小さく笑ったあなたの目には
次の日、僕は彼女に何を言われるかとびくびくしていた。

昨日は彼女の顔も見ずに帰ってしまったのだ。

「やっぱり、やめときゃよかったかなぁ。」

みんなの前で言われたら、恥ずかしいに決まっている。

「おはよ、キミ。」

「うん、おはよ。」

彼女が友人に返事を返す様子を見ていると、あることに気づいた。


彼女の目に光が戻っていた。

目尻は赤いが、表情は明るい。

あぁ。

この顔だ。

僕が好きなのは。


「佐倉。おはよう。」

「おはよ。」

でも、僕に向けられた目は、嬉しいけど、悲しいような目をしていた。

鮮やかな絵の具に青い絵の具が混ざる前の色。

まるで、僕は彼女の上の存在だと言うような。


昼休み。

少し話があると彼女に言われた僕は友人に冷やかされながら、中庭へと向かった。

「どうしたの?」

「昨日の返事。
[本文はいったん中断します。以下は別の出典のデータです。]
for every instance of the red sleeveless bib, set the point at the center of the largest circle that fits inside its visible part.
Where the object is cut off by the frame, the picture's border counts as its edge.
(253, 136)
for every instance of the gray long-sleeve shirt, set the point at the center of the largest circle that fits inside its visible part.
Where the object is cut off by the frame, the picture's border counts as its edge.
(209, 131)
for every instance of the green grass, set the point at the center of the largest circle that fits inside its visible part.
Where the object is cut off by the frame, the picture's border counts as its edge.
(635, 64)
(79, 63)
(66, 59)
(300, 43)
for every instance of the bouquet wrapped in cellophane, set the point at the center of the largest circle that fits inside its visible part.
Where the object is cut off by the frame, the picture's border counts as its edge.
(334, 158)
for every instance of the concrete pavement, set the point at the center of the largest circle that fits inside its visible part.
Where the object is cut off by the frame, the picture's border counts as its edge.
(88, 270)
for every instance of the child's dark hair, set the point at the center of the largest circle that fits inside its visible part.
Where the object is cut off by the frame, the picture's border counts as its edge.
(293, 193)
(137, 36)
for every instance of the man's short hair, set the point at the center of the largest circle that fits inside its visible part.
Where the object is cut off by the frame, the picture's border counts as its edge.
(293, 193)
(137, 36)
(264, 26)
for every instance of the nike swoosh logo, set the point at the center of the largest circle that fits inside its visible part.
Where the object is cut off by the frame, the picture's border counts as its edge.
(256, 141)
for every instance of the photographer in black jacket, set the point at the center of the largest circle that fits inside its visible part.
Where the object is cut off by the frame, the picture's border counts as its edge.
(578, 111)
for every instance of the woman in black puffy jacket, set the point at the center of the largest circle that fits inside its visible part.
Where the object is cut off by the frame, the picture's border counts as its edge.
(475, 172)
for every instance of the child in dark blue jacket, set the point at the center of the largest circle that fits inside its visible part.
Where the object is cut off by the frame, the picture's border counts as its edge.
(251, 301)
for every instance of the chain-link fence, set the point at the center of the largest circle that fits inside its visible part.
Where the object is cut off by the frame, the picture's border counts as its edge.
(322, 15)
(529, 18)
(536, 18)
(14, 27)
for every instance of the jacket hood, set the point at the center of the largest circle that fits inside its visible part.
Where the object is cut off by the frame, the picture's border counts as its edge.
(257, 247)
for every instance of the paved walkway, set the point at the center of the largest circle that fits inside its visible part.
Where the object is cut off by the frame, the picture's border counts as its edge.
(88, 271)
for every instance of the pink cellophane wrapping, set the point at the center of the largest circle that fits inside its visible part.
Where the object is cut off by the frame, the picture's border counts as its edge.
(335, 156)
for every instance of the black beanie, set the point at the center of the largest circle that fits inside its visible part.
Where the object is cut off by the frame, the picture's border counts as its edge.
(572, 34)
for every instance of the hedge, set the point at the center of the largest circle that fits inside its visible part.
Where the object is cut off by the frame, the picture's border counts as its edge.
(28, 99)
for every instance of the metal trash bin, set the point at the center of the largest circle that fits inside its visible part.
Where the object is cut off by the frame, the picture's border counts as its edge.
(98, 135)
」

そう言った彼女は椅子に座ると遠くの方を見た。

彼女の茶色が混じった肩までの髪が、風で揺れた。


「昨日ね。好きな人に告白したの。」

一瞬時間が止まったかと思った。

神崎か。

でもあいつには恋人がいる。

それを彼女は充分わかっている。

「そしたらね、知ってるよ。って言われちゃった。」

あいつ、わかってたのか。

でも実際、この学年にあいつのことが好きではないやつなんてほぼいないだろう。

僕も告白している女の子を何度か見たことがある。

勘が鋭いのだろうか。

「その時ね。私わかったの。」

ん?

どういうことだ。

話の流れがおかしい。

「自分には勇気がない、臆病者だって。

相手に勝手に期待して、自分は動かない最低な野郎だって。

勇気を出した人を馬鹿にする、クズ、だって。」

目から涙を溢れさせ、必死に嗚咽を我慢して。